Hiç atım olmadı. At binmeyi de bilmem. Bu ikisi yoksa at sevgisi gelişmez. At sevgim yetersiz olsa da atlardan ve atlı mekanlardan uzak kalmadım.
Ankara’da Atlı Spor ve Binicilik İhtisas kulüpleri ile Gölbaşı yakınlarındaki at çiftliklerine çok gittim.
At yarışı izlediğim de olmuştur, dereceye giren atların sahiplerine plaket vermişliğim de.
Atlı mekanların belirgin özelliği, mutfaklarının iyi olmasıdır. Manejdeki atları camlı bölmeden seyrederken, leziz yemekler yemek keyiftir.
Türkiye Jokey Kulübünün yurtdışı etkinliklerinin bir çoğuna katıldım. Bu gezilerde unutulmaz anılarım oldu, dostlar edindim. Ülkeleri, kültürel değerlerini ve insanlarını gördüm.

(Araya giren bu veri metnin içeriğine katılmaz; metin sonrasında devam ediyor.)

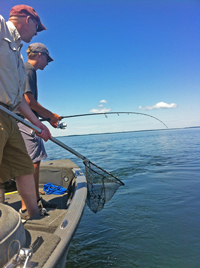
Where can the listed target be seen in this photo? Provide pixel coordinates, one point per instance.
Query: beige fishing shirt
(12, 69)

Bir Japonya gezimde, otelimizin yakınında bir Japon bahçesi keşfettim. Biz park diyoruz, Uzak Doğu ülkelerinde bahçe kelimesi kullanılıyor.
Erken kalktığım bir sabah, otel çevresini gezerken Japon bahçesi gördüm. Bahçenin düzeni ve huzur veren havasından etkilendim. Yağmur çiseliyordu ve ben ilk kez gördüğüm bahçede yürüyordum.
Hafif ıslanmış halde otele dönerken yağmur dindi.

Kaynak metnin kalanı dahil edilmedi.